-2

I am still learning regex and I cannot find the solution to my problem. I want to match all single quotes in a string, but not if the single quote is within a double quote.

For example, I have a string:

'['hello', "that's great", "Good to see you O'shay"]'

I would like to be able to match the single quotes around 'hello', but not the single quotes nested inside the double quotes.

I hope that makes sense! Thanks in advance!

edit

Instead of matching the single quotes, would be possible to obtain the strings, i.e.

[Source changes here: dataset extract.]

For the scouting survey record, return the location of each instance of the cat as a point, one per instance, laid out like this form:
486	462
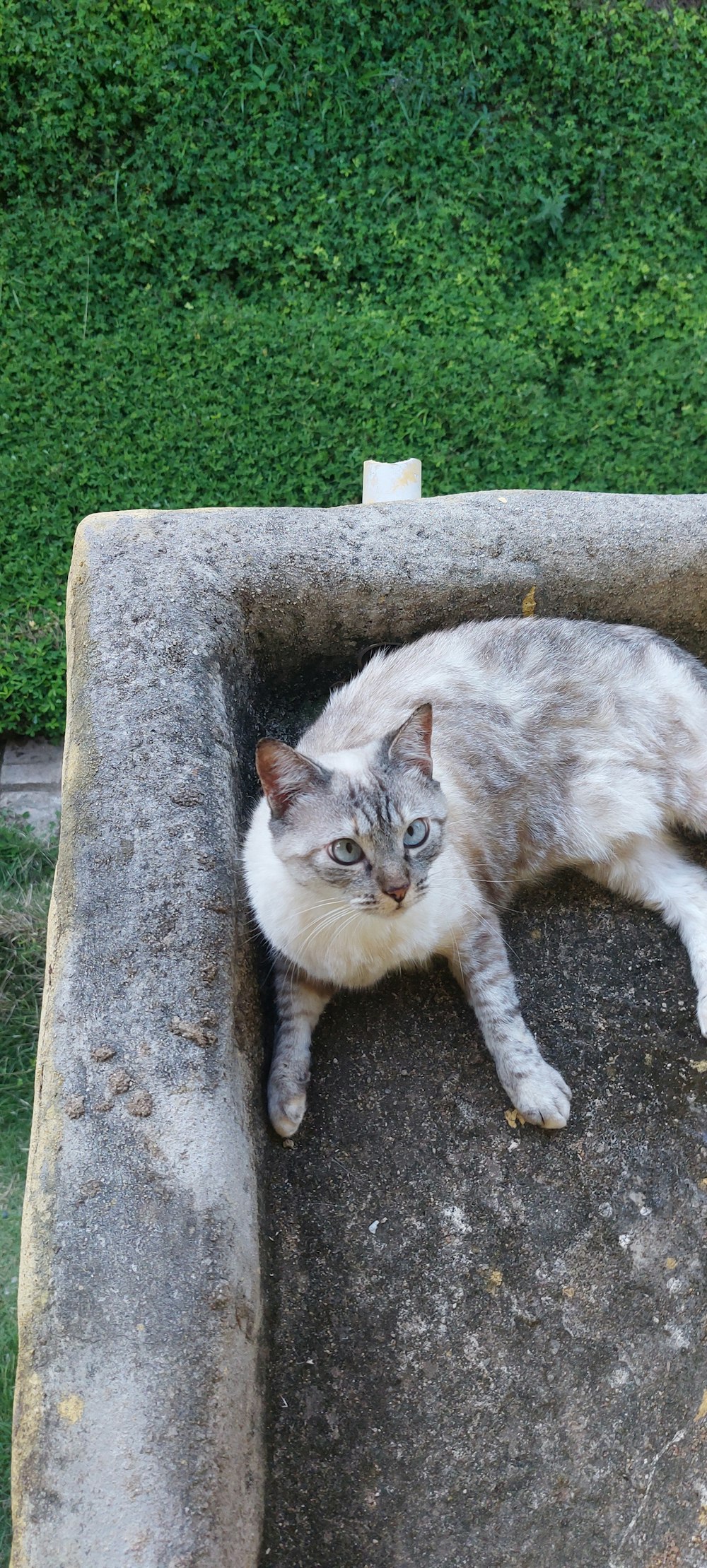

'['hello', "that's great", "Good to see you O'shay"]'

to

'[hello, that's great, Good to see you O'shay]'

Not sure if that makes the problem easier or harder? Would welcome being enlightened!

Cellan
  • 37
  • 7
  • 3
    This looks like a variant of the impossible-to-implement-in-regex problem of [matching nested patterns](https://stackoverflow.com/questions/133601/can-regular-expressions-be-used-to-match-nested-patterns). Some variants of regex support balanced groups but I don't think that is part of Python's core regex library. You'll want to implement some sort of simple parser. – sphennings Sep 06 '21 at 22:16
  • Ah, okay. I was hoping there was an "easy" way that I was overlooking, so thank you for clarifying! – Cellan Sep 06 '21 at 22:22

1 Answers1

2

Not a pure regular expression solution. Mainly the string is subdivided in parts and the undesired ones are removed afterwards:

test = '''['hello', "that's great", "Good to see you O'shay"]'''


import re

parts = re.split(r"(\"[^\"]*\"|'[^']*')", test)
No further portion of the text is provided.